Now I realize that have been too much so I have to take it more easy. People are calling me all the time, and I know I sometimes have to say no, or maybe I should say: some of these people are calling me several times a day and it's kind of taking my energy to answer all these calls. That means that i have to say no, in the weekends I have to like do things I like because otherwise I don't have enough energy for all the things I do from Monday through Friday. That doesn't mean that I sleep through the weekend, but I don't want to work every singe day of the week. This means that I have to say no if someone for example ask me if I can help them with their computer. Ok, this is something I don't want to do, and it makes me tired, not happier at all, not even a better person, and I kind of know that this person wont be very thankful either. But If I do this to everyone, I'm not kind of used to it yet, how can I then trust others and believe that they will do things for me if I ask them?

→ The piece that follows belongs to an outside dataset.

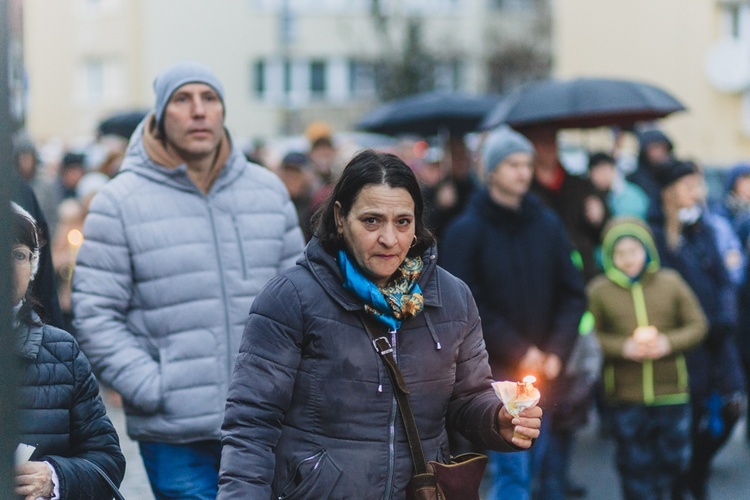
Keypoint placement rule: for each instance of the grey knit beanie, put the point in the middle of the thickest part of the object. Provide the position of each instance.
(501, 143)
(178, 75)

I know you can't always say yes, and do things for others and get nothing in return, but I don't want to be egoistic, and how do I know if I am? At present I have a friend and it feels like I have done pretty much for her, and she has done pretty much for me, but still I feel like I can't trust her because she is always saying no in some kind of weird way even though she never say the word. And gosh, I don't want to be like that. How do you know where to draw the lines? I guess there is no answer, or there is, but there is more than just one.
Today a person I met at work accidentally slammed the door right in my head, I kind of bounced against the wall and it felt like my back twisted itself, I hope I wont have a huge bruise above my eye when I wake up tomorrow *laughing*. It had never happened to me before (just a note: The door was made of heavy steel) Hehe!
I think I know now, trust your gut feeling. It's not harder than that, no one can be perfect and if someone is really mad at you, you can only hope they will tell you about it.